TNN
New Delhi, Dec 4: With food prices rising to an alarming level, the central bank is going to change its easy monetary stance. In its next review in January, The Reserve Bank of India (RBI) is likely to tighten the monetary policy to rein in the soaring food prices. However, any tightening of the monetary policy could hit the economic growth of the country.
RBI deputy governor Usha Thorat and Prime Minister Economic Advisory Council chairman R Rangarajan on Thursday indicated that in the light of rising food inflation, which has crossed 17.5%, the country should expect a tighter monetary policy.
"Clearly now going forward, the accommodative monetary stance will have to be reassessed," Thorat said.

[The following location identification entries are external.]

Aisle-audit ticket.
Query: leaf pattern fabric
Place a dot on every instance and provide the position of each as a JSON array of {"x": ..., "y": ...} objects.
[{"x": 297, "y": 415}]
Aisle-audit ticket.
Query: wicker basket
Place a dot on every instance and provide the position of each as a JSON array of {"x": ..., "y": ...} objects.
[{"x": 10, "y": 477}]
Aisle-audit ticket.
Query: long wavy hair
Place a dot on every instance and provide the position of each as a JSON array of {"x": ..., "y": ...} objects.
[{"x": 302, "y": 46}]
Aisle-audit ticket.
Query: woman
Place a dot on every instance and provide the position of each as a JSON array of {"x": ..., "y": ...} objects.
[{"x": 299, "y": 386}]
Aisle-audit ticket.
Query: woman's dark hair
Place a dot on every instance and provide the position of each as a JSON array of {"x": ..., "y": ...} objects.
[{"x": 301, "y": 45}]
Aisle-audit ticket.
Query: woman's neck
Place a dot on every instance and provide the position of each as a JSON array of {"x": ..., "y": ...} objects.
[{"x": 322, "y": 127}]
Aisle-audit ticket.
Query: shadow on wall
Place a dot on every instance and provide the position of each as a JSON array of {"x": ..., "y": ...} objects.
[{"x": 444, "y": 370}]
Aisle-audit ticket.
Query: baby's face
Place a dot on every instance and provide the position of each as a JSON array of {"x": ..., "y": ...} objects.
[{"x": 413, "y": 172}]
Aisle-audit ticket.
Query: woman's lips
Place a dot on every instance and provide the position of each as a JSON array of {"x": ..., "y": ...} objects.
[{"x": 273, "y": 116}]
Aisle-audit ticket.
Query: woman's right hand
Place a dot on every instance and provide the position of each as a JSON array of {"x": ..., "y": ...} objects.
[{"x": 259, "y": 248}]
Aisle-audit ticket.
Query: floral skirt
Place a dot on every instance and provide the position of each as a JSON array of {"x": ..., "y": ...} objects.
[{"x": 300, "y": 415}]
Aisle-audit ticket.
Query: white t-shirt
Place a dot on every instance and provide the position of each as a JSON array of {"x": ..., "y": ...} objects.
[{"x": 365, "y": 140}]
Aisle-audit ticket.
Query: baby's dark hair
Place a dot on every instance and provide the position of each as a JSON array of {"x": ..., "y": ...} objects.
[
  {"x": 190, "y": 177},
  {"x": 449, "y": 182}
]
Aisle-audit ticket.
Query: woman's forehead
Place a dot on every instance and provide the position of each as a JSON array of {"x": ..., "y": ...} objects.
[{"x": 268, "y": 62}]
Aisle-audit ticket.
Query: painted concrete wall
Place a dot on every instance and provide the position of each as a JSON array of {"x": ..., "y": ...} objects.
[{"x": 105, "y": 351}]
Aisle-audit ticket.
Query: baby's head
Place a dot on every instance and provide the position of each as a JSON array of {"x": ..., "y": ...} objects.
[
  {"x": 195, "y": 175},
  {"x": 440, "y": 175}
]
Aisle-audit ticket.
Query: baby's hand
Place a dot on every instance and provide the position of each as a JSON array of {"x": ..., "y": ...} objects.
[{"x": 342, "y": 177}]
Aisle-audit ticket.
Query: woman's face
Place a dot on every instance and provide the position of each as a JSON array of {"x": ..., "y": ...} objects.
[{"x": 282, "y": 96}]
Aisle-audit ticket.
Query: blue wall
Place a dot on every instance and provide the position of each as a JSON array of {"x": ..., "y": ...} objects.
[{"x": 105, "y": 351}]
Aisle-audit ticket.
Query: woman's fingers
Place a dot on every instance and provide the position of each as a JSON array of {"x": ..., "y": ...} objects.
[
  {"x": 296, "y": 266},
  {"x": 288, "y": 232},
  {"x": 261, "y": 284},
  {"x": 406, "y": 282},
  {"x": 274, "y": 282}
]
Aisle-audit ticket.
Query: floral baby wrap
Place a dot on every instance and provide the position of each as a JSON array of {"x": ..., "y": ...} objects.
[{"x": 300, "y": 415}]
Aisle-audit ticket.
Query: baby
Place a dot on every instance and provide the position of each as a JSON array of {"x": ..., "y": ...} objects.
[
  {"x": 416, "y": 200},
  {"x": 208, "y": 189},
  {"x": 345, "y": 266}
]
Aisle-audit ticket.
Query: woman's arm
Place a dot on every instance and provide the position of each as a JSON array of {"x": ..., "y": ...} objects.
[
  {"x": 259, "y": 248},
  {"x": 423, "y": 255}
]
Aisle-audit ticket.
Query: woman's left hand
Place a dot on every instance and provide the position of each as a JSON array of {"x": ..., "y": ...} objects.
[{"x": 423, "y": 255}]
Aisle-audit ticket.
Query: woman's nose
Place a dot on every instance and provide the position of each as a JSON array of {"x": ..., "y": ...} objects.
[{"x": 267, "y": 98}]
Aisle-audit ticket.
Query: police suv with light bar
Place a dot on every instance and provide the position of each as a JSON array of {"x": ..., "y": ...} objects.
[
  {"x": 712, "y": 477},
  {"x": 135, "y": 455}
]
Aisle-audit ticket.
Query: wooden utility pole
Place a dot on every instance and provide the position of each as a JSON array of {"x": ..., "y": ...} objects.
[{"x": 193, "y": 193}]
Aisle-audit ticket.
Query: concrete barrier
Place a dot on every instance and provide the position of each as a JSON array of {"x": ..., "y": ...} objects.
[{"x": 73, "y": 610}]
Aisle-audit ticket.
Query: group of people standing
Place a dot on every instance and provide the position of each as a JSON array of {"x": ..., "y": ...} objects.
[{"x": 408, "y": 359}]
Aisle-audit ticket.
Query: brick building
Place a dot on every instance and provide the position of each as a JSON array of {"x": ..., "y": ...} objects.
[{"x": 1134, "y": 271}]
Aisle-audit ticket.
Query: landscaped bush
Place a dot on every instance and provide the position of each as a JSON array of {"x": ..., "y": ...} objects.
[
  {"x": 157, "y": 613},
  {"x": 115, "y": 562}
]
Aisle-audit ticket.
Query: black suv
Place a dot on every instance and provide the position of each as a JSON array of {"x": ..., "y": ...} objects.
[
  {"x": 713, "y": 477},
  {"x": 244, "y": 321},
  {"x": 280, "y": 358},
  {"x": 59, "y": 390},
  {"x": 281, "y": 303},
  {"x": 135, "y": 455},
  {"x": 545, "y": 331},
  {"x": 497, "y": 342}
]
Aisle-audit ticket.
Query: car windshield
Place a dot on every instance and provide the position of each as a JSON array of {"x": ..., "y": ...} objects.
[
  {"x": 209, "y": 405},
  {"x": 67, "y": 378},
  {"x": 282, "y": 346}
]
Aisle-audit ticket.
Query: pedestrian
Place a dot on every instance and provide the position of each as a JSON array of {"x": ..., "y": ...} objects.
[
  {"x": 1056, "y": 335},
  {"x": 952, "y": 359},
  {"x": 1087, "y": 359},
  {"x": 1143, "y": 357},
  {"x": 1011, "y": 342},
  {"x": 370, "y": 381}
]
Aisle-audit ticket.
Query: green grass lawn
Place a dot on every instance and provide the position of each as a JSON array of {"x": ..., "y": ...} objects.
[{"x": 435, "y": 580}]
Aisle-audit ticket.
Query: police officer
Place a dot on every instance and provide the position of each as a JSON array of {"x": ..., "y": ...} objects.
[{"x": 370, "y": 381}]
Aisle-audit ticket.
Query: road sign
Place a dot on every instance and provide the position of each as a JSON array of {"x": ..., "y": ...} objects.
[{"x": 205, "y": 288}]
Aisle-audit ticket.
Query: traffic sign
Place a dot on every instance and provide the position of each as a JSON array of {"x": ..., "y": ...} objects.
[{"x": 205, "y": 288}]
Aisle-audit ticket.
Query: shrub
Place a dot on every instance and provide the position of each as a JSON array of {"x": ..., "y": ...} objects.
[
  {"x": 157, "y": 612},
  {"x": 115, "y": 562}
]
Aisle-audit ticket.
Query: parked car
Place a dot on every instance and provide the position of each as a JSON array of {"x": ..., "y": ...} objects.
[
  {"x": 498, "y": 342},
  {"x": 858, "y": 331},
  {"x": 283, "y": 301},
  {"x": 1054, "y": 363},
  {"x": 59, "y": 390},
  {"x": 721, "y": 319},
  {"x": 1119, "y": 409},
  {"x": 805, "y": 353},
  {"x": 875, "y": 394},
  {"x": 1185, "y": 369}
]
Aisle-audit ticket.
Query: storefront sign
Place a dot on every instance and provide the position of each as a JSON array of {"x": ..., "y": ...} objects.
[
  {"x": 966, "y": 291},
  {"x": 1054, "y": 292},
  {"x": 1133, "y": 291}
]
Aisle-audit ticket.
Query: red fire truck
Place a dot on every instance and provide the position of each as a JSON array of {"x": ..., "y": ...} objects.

When RBI reviewed its second quarter monetary policy in October, the country was facing a fragile economic recovery, which prompted the central bank to continue with the easy stance, she added.
However, as the economy has shown a strong growth of 7.9% in the July-September quarter, RBI got the space to tighten the money supply to contain increase in food inflation, which affected the poor badly.
Thorat said RBI is looking at WPI to reach 6-6.5% with an upward bias by end of 2009-10. Rangarajan also expressed concern over the rising food prices and said it must be checked, otherwise they will push up prices of manufactured items. "Food prices must be controlled, otherwise they have a tendency to lead to manufacturing inflation. This will require monetary action by RBI, especially money supply management," he said.
OECD secretary general Angel Gurria also argued for tightening of monetary policy by RBI to contain the inflation. However, economists feel that tightening of money supply would have little impact on the rising food prices as it is directly linked with the supply-side management.
Thorat said 7.9% GDP growth in Q2 may prompt RBI to review its 6% growth projection with an upward bias in January review.
Thorat also said the Dubai crisis will not impact the country's banking sector as the exposure "is not significant and not a matter of concern...It is not something that materially affects their balance sheets."
She, however, admitted that the Dubai crisis can have some impact on remittances and affect those parts of the country that receive inflows from the Gulf nation in larger quantity.